CVE-2019-5226
Description
P30, P30 Pro, Mate 20 smartphones with software of versions earlier than ELLE-AL00B 9.1.0.193(C00E190R2P1), versions earlier than VOGUE-AL00A 9.1.0.193(C00E190R2P1), versions earlier than Hima-AL00B 9.1.0.135(C00E133R2P1) and HiSuite with versions earlier than HiSuite 9.1.0.305 have a version downgrade vulnerability. The device and HiSuite software do not validate the upgrade package sufficiently, so that the system of smartphone can be downgraded to an older version.
AI Insight
LLM-synthesized narrative grounded in this CVE's description and references.
Huawei P30, P30 Pro, Mate 20, and HiSuite have a version downgrade vulnerability due to insufficient upgrade package validation.
Vulnerability
A version downgrade vulnerability exists in Huawei P30 (versions earlier than ELLE-AL00B 9.1.0.193(C00E190R2P1)), P30 Pro (versions earlier than VOGUE-AL00A 9.1.0.193(C00E190R2P1)), Mate 20 (versions earlier than Hima-AL00B 9.1.0.135(C00E133R2P1)), and HiSuite (versions earlier than 9.1.0.305). The device and HiSuite software do not validate the upgrade package sufficiently, allowing the smartphone system to be downgraded to an older version [1].
Exploitation
An attacker with network access or physical access can provide a malicious downgrade package that the software accepts without proper validation. No authentication is explicitly mentioned, but the attack likely requires the attacker to control the upgrade source or be in a position to perform a man-in-the-middle attack during an update session [1].
Impact
Successful exploitation allows an attacker to downgrade the smartphone system to an older, less secure version. This could enable the exploitation of previously patched vulnerabilities, leading to potential information disclosure, privilege escalation, or other security compromises depending on the vulnerabilities present in the older firmware [1].
Mitigation
Huawei has released software updates to fix these vulnerabilities: ELLE-AL00B 9.1.0.193(C00E190R2P1) for P30, VOGUE-AL00A 9.1.0.193(C00E190R2P1) for P30 Pro, Hima-AL00B 9.1.0.135(C00E133R2P1) for Mate 20, and HiSuite 9.1.0.305 for HiSuite [1]. Users should update their software to these versions or later.
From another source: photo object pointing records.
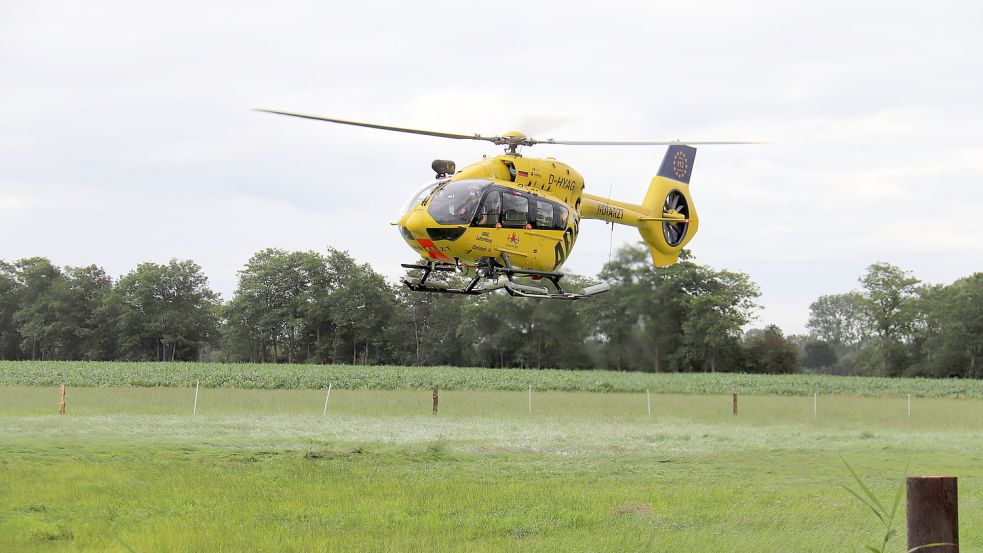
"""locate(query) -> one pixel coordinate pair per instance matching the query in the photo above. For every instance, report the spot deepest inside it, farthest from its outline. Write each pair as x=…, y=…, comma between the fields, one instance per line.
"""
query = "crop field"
x=132, y=469
x=216, y=375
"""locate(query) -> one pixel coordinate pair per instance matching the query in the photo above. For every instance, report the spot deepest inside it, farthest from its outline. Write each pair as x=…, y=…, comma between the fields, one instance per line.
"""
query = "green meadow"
x=132, y=469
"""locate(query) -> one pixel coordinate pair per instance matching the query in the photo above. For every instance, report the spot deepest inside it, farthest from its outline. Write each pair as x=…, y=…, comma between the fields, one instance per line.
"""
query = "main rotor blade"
x=631, y=143
x=388, y=128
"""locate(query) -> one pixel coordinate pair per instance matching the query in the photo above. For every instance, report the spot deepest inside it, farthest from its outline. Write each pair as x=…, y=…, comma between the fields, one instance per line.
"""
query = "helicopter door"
x=490, y=211
x=515, y=210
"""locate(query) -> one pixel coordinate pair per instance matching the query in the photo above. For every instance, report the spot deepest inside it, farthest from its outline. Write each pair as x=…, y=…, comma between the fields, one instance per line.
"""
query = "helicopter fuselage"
x=526, y=208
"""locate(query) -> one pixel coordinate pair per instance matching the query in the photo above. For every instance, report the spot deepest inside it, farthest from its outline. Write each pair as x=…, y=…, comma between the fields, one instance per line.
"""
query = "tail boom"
x=666, y=218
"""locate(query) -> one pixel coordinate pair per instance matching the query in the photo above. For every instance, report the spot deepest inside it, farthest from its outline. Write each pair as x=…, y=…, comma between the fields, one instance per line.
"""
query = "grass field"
x=130, y=469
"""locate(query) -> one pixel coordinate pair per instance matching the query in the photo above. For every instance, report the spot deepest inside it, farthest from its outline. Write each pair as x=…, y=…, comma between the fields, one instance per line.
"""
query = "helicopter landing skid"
x=491, y=277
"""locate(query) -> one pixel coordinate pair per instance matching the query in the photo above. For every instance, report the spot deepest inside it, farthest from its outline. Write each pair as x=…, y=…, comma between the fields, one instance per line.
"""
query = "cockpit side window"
x=490, y=210
x=550, y=215
x=457, y=201
x=420, y=195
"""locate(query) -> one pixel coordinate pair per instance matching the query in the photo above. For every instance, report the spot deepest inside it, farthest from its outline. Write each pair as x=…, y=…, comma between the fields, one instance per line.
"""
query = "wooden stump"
x=933, y=513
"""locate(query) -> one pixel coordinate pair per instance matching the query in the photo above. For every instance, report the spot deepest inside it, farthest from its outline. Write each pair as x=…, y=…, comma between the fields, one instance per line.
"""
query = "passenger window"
x=490, y=212
x=544, y=215
x=515, y=210
x=560, y=217
x=550, y=216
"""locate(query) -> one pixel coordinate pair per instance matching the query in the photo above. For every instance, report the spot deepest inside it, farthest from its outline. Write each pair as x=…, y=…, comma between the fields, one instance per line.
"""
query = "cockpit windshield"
x=457, y=201
x=422, y=194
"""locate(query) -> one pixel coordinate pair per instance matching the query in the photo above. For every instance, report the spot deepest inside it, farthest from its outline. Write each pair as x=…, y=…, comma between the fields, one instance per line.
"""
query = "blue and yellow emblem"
x=678, y=163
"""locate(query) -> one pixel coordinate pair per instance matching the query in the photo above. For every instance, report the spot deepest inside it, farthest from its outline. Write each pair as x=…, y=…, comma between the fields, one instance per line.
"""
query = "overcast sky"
x=126, y=133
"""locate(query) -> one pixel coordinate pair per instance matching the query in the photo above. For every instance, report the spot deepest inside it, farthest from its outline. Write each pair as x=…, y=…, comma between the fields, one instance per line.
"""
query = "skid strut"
x=490, y=276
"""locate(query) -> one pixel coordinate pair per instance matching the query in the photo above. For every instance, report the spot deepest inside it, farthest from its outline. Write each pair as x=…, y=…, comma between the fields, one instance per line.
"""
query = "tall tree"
x=166, y=312
x=10, y=291
x=839, y=319
x=37, y=302
x=889, y=298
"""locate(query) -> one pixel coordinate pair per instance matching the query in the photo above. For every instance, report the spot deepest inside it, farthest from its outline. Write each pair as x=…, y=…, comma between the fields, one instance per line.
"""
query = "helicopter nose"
x=415, y=224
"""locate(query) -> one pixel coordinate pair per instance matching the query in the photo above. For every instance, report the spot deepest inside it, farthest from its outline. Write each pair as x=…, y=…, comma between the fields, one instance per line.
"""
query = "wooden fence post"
x=933, y=513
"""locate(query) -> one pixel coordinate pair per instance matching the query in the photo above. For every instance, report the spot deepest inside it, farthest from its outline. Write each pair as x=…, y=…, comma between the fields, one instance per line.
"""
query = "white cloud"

AI Insight generated on May 26, 2026. Synthesized from this CVE's description and the cited reference URLs; citations are validated against the source bundle.
Affected products
5- Huawei/P30, P30 Pro, Mate 20 smartphonesdescription
Patches
0No patches discovered yet.
Vulnerability mechanics
AI mechanics synthesis has not run for this CVE yet.
References
1- www.huawei.com/en/psirt/security-advisories/huawei-sa-20190904-01-smartphone-enmitrex_refsource_CONFIRM
News mentions
0No linked articles in our index yet.